What a wonderful image is breath.  Breath is life itself.  No breath, no life in the body.

The mighty wind of Pentecost stirred things up. And the church was born!  The apostles and the others who were part of their company,  and the women who were present, were given enthusiasm.  No longer afraid, they courageously preached the message that Jesus established a new order for people’s lives. They began gathering the church.  The Acts of the Apostles is in so many ways the gospel of the Holy Spirit.

In the beginning of scripture, there is a story about the tower of Babel, that tries to explain why there’s so many different languages on the earth that we cannot understand each other; why there’s so much discord, so much disharmony.

The story has God confusing the languages of the people at Babel  (Gen. 11: 1-9) and from that day onward they were scattered.

On the day of Pentecost the opposite happened.  People were gathered together.   Parthians and Medes and Elamites; people from Cappodacia, Pontus, Asia, Phrygia, Pamphylia and Egypt  — all heard the apostles speaking to them in their own languages.

On the day of my ordination, I was filled with enthusiasm.  It was day before Pentecost, May 24, 1969.

I was reminded of this prophecy of Joel:

I will pour out my spirit upon all humankind.

Your sons and daughters shall prophesy,

your old men shall dream dreams,

your young men shall see visions.

Even upon the servants and handmaids,

in those days, I will pour out my spirit.” Joel 2:28, 29)

Those were the days immediately following the Second Vatican Council.  There was a lot of enthusiasm all over the Church.  Those of us who were young, had wonderful opportunities to serve.
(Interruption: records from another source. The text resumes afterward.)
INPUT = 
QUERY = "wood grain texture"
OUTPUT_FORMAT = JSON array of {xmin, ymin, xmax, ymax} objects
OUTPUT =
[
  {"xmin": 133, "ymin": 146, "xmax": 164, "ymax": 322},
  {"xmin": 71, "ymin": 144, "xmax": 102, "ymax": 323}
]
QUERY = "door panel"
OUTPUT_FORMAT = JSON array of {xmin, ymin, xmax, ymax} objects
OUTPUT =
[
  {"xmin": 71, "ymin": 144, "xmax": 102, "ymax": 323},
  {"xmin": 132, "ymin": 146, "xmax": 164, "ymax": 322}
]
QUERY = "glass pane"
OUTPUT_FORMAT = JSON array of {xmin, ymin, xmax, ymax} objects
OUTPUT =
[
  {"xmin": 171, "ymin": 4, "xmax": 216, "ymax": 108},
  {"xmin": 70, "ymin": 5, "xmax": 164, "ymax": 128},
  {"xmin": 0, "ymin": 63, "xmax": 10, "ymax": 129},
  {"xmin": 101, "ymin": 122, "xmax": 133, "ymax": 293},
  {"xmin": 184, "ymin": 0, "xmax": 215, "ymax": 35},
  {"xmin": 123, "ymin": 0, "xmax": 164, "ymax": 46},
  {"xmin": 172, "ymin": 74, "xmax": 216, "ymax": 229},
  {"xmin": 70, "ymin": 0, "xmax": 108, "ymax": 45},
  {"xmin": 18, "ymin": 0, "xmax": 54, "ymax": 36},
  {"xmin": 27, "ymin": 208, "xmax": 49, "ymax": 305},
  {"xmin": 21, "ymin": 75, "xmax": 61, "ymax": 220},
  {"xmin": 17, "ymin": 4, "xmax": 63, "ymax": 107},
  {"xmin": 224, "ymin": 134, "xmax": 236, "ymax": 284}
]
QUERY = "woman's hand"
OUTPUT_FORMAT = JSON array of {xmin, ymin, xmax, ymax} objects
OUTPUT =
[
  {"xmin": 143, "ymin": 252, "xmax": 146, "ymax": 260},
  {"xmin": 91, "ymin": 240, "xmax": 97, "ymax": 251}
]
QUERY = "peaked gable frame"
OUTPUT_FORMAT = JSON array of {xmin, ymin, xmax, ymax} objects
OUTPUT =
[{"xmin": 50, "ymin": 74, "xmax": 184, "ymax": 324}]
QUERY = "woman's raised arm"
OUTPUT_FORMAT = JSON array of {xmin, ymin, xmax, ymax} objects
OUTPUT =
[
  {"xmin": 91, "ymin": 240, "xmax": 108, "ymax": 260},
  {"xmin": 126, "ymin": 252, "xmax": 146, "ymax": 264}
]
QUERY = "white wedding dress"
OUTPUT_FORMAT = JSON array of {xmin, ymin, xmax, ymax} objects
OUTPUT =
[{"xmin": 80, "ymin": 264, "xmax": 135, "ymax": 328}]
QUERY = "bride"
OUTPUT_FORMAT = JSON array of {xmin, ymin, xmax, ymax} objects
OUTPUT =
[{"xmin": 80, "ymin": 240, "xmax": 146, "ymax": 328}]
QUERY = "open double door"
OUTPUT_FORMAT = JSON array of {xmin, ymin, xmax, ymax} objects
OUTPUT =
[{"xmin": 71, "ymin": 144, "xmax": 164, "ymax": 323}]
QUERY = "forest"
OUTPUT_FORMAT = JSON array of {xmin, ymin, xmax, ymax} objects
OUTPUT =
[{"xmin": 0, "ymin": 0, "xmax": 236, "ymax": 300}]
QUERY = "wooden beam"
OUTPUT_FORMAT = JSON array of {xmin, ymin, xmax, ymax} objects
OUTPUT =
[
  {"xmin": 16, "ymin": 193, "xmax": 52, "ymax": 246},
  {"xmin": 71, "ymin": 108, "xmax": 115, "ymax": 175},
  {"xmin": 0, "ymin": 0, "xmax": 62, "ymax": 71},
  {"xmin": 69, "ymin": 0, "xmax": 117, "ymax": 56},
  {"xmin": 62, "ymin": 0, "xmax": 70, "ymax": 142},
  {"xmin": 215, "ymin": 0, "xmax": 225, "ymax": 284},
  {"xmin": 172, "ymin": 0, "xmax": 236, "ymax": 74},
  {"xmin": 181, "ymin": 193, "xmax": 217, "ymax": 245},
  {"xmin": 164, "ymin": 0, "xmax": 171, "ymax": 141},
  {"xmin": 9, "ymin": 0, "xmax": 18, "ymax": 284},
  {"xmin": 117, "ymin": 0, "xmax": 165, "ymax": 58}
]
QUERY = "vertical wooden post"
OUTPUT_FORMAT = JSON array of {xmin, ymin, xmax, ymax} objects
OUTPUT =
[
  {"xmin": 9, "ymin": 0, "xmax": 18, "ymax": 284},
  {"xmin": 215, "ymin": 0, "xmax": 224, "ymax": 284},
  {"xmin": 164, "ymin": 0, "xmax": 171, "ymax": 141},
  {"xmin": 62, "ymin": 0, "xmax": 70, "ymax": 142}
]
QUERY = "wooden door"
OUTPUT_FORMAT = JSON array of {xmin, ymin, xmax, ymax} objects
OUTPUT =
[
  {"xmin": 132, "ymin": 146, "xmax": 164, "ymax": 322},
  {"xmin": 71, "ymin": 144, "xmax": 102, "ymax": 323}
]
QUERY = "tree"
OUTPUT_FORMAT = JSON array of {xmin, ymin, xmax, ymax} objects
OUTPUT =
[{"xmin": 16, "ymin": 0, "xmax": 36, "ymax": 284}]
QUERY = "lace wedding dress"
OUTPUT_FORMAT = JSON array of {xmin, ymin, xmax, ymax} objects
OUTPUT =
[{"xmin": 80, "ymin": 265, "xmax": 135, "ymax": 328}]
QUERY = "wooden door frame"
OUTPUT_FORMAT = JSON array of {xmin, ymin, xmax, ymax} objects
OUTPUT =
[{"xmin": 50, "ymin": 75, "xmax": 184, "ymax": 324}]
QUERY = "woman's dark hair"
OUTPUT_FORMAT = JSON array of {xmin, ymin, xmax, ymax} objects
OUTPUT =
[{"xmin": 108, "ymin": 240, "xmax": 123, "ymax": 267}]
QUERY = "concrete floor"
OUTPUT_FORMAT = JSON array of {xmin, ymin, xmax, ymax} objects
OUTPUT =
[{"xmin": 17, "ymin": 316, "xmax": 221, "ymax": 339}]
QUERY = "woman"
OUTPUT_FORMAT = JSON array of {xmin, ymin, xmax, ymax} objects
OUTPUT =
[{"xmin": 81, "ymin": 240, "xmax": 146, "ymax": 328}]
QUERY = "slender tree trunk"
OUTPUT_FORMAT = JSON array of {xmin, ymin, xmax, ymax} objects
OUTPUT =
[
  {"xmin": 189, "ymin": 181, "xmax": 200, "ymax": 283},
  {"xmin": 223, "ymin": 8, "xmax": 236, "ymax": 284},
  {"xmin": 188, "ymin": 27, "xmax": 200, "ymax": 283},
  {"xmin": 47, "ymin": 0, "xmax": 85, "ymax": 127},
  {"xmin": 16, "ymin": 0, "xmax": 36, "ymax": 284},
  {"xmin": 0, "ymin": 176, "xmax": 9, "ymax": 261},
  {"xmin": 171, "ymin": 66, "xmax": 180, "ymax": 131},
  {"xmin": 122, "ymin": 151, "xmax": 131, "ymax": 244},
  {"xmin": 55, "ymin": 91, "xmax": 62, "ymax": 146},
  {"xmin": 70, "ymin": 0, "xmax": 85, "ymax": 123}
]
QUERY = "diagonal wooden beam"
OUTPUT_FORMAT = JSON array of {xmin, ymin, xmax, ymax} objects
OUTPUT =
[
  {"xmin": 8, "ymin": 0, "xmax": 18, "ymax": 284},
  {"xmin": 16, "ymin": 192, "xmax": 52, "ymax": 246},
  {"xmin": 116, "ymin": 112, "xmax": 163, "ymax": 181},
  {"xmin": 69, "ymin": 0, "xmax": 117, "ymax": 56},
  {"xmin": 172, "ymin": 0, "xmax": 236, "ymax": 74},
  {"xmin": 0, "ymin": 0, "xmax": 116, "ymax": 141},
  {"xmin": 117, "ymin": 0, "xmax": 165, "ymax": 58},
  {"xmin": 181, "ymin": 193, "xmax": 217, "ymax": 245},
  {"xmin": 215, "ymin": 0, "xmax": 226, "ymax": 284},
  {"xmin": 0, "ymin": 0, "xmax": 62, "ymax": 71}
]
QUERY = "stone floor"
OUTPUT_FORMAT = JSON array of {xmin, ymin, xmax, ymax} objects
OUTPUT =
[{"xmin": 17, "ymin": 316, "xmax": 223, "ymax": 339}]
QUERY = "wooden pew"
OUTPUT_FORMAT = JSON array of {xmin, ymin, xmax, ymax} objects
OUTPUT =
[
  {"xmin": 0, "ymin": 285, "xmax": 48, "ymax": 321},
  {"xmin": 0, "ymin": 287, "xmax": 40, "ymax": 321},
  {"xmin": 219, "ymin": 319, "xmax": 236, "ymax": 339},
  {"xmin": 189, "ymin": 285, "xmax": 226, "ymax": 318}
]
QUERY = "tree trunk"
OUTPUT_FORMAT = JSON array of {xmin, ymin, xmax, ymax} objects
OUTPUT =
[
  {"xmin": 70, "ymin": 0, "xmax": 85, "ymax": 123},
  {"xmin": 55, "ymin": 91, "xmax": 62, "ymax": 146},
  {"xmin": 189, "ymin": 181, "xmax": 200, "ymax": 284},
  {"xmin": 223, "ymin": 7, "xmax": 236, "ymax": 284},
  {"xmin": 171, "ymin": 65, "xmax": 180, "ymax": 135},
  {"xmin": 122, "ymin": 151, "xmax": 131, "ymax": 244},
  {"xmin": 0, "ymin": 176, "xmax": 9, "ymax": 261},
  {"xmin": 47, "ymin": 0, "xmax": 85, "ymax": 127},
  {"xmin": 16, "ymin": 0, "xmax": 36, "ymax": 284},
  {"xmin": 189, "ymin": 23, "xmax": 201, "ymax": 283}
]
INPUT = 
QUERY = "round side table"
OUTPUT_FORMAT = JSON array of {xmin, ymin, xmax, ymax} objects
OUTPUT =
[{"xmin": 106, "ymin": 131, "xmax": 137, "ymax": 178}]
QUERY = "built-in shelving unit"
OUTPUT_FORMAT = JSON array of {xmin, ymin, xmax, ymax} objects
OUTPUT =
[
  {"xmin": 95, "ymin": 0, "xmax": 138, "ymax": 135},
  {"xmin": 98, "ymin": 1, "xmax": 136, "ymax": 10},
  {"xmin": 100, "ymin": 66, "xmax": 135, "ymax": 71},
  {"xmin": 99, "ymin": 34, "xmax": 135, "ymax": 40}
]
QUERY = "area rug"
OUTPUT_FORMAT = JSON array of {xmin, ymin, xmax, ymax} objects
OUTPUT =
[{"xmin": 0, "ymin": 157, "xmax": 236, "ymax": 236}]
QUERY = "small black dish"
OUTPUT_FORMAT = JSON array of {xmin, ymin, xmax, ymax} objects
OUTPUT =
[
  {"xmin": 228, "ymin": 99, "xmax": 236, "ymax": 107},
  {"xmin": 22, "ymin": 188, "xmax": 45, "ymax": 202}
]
The enthusiasm that poured onto me and into me lasted the first full three years of my priesthood.  The Spirit really touched my ministry, as he did with another priest who was ordained the same day with me.
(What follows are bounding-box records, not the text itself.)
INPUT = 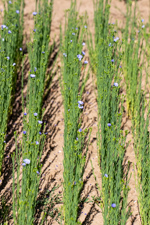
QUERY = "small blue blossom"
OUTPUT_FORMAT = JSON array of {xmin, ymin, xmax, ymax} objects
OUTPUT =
[
  {"xmin": 23, "ymin": 159, "xmax": 30, "ymax": 164},
  {"xmin": 30, "ymin": 74, "xmax": 35, "ymax": 78},
  {"xmin": 32, "ymin": 12, "xmax": 37, "ymax": 16},
  {"xmin": 111, "ymin": 203, "xmax": 116, "ymax": 208},
  {"xmin": 77, "ymin": 54, "xmax": 83, "ymax": 61},
  {"xmin": 107, "ymin": 123, "xmax": 111, "ymax": 127},
  {"xmin": 114, "ymin": 37, "xmax": 119, "ymax": 42},
  {"xmin": 114, "ymin": 82, "xmax": 118, "ymax": 87}
]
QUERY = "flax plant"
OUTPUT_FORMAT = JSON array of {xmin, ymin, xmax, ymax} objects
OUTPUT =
[
  {"xmin": 88, "ymin": 0, "xmax": 130, "ymax": 225},
  {"xmin": 13, "ymin": 0, "xmax": 53, "ymax": 225},
  {"xmin": 122, "ymin": 1, "xmax": 145, "ymax": 119},
  {"xmin": 60, "ymin": 1, "xmax": 87, "ymax": 225},
  {"xmin": 0, "ymin": 0, "xmax": 24, "ymax": 174}
]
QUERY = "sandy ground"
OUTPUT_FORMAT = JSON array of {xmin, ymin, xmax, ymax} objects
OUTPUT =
[{"xmin": 0, "ymin": 0, "xmax": 149, "ymax": 225}]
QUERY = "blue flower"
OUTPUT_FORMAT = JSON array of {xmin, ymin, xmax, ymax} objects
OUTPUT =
[
  {"xmin": 23, "ymin": 159, "xmax": 30, "ymax": 164},
  {"xmin": 77, "ymin": 54, "xmax": 83, "ymax": 61},
  {"xmin": 107, "ymin": 123, "xmax": 111, "ymax": 127},
  {"xmin": 111, "ymin": 203, "xmax": 116, "ymax": 208},
  {"xmin": 30, "ymin": 74, "xmax": 35, "ymax": 78},
  {"xmin": 32, "ymin": 12, "xmax": 37, "ymax": 16}
]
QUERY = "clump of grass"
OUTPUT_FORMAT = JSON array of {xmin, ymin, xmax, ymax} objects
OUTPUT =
[
  {"xmin": 13, "ymin": 0, "xmax": 53, "ymax": 225},
  {"xmin": 89, "ymin": 0, "xmax": 130, "ymax": 224},
  {"xmin": 0, "ymin": 0, "xmax": 24, "ymax": 174}
]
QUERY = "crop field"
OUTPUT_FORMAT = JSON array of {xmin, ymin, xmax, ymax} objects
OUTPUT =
[{"xmin": 0, "ymin": 0, "xmax": 150, "ymax": 225}]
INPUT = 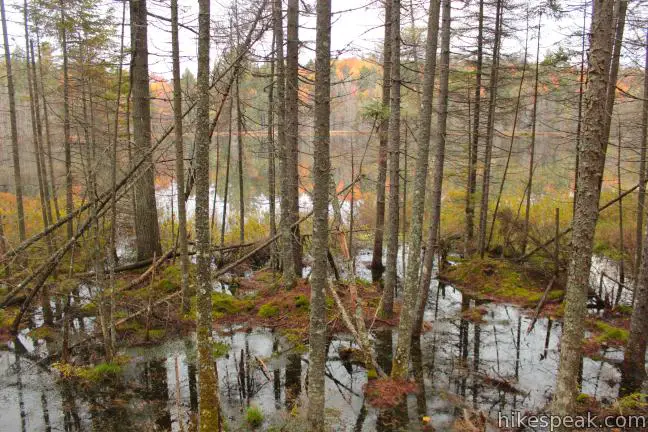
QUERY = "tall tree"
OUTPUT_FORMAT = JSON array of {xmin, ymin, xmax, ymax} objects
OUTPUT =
[
  {"xmin": 371, "ymin": 0, "xmax": 392, "ymax": 282},
  {"xmin": 308, "ymin": 0, "xmax": 331, "ymax": 432},
  {"xmin": 479, "ymin": 0, "xmax": 503, "ymax": 257},
  {"xmin": 130, "ymin": 0, "xmax": 162, "ymax": 260},
  {"xmin": 464, "ymin": 0, "xmax": 484, "ymax": 253},
  {"xmin": 416, "ymin": 0, "xmax": 451, "ymax": 335},
  {"xmin": 194, "ymin": 0, "xmax": 221, "ymax": 426},
  {"xmin": 272, "ymin": 0, "xmax": 286, "ymax": 278},
  {"xmin": 0, "ymin": 0, "xmax": 26, "ymax": 241},
  {"xmin": 553, "ymin": 0, "xmax": 614, "ymax": 415},
  {"xmin": 391, "ymin": 0, "xmax": 440, "ymax": 378},
  {"xmin": 382, "ymin": 0, "xmax": 401, "ymax": 317},
  {"xmin": 171, "ymin": 0, "xmax": 189, "ymax": 313},
  {"xmin": 281, "ymin": 0, "xmax": 302, "ymax": 286},
  {"xmin": 621, "ymin": 30, "xmax": 648, "ymax": 394}
]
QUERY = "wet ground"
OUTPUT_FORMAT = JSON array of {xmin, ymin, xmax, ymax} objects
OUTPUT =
[{"xmin": 0, "ymin": 251, "xmax": 636, "ymax": 432}]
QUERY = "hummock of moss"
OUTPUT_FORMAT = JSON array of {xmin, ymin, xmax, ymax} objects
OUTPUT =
[{"xmin": 442, "ymin": 258, "xmax": 563, "ymax": 307}]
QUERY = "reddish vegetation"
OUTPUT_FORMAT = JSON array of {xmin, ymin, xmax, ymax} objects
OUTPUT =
[{"xmin": 365, "ymin": 378, "xmax": 419, "ymax": 409}]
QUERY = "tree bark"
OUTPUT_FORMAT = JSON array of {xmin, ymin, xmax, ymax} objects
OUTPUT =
[
  {"xmin": 0, "ymin": 0, "xmax": 27, "ymax": 242},
  {"xmin": 195, "ymin": 0, "xmax": 221, "ymax": 432},
  {"xmin": 171, "ymin": 0, "xmax": 190, "ymax": 314},
  {"xmin": 281, "ymin": 0, "xmax": 302, "ymax": 280},
  {"xmin": 382, "ymin": 0, "xmax": 401, "ymax": 318},
  {"xmin": 479, "ymin": 0, "xmax": 502, "ymax": 257},
  {"xmin": 130, "ymin": 0, "xmax": 161, "ymax": 260},
  {"xmin": 308, "ymin": 0, "xmax": 331, "ymax": 432},
  {"xmin": 620, "ymin": 26, "xmax": 648, "ymax": 395},
  {"xmin": 464, "ymin": 0, "xmax": 484, "ymax": 254},
  {"xmin": 553, "ymin": 0, "xmax": 614, "ymax": 415},
  {"xmin": 391, "ymin": 0, "xmax": 440, "ymax": 379},
  {"xmin": 371, "ymin": 0, "xmax": 392, "ymax": 282}
]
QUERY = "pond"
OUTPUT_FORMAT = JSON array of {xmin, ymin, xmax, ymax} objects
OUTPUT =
[{"xmin": 0, "ymin": 251, "xmax": 622, "ymax": 432}]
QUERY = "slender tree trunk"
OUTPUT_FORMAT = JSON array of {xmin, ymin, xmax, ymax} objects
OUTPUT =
[
  {"xmin": 464, "ymin": 0, "xmax": 484, "ymax": 254},
  {"xmin": 268, "ymin": 41, "xmax": 278, "ymax": 270},
  {"xmin": 195, "ymin": 0, "xmax": 221, "ymax": 426},
  {"xmin": 371, "ymin": 0, "xmax": 392, "ymax": 282},
  {"xmin": 221, "ymin": 97, "xmax": 234, "ymax": 247},
  {"xmin": 620, "ymin": 30, "xmax": 648, "ymax": 395},
  {"xmin": 130, "ymin": 0, "xmax": 162, "ymax": 260},
  {"xmin": 0, "ymin": 0, "xmax": 27, "ymax": 242},
  {"xmin": 171, "ymin": 0, "xmax": 189, "ymax": 314},
  {"xmin": 272, "ymin": 0, "xmax": 288, "ymax": 276},
  {"xmin": 32, "ymin": 28, "xmax": 61, "ymax": 222},
  {"xmin": 633, "ymin": 30, "xmax": 648, "ymax": 303},
  {"xmin": 281, "ymin": 0, "xmax": 302, "ymax": 280},
  {"xmin": 391, "ymin": 0, "xmax": 440, "ymax": 378},
  {"xmin": 382, "ymin": 0, "xmax": 401, "ymax": 318},
  {"xmin": 479, "ymin": 0, "xmax": 502, "ymax": 257},
  {"xmin": 59, "ymin": 0, "xmax": 74, "ymax": 240},
  {"xmin": 308, "ymin": 0, "xmax": 331, "ymax": 432},
  {"xmin": 236, "ymin": 75, "xmax": 245, "ymax": 244},
  {"xmin": 553, "ymin": 0, "xmax": 614, "ymax": 415},
  {"xmin": 486, "ymin": 14, "xmax": 528, "ymax": 249}
]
Nine years later, the opposite happened.  My life crashed in upon me. And I was reminded of still another scripture about the Spirit — the prophecy of the dry bones.

“Dry bones, hear the word of the Lord:  “See I will bring spirit into you that you may come to life again.   Breathe into these slain, O Spirit, that they may come to life.” (Ezekiel 37: 1)

That’s what Pope Francis is trying to do. Breathe new life into the Church that the Holy Spirit will draw the church together in a new way.

There is still something else to note from the Pentecost story.  A tongue of fire rested individually on the heads of each person.  The Spirit of God has a special relationship with each of us, just as the Father and the Son do.  The Spirit will enliven us according to the gifts and talents of each one of us.

So this Holy Spirit does wondrous things for us!

The Spirit is the source of inspiration for all who would design and create.

No one can say, “Jesus is Lord,” except by the Holy Spirit.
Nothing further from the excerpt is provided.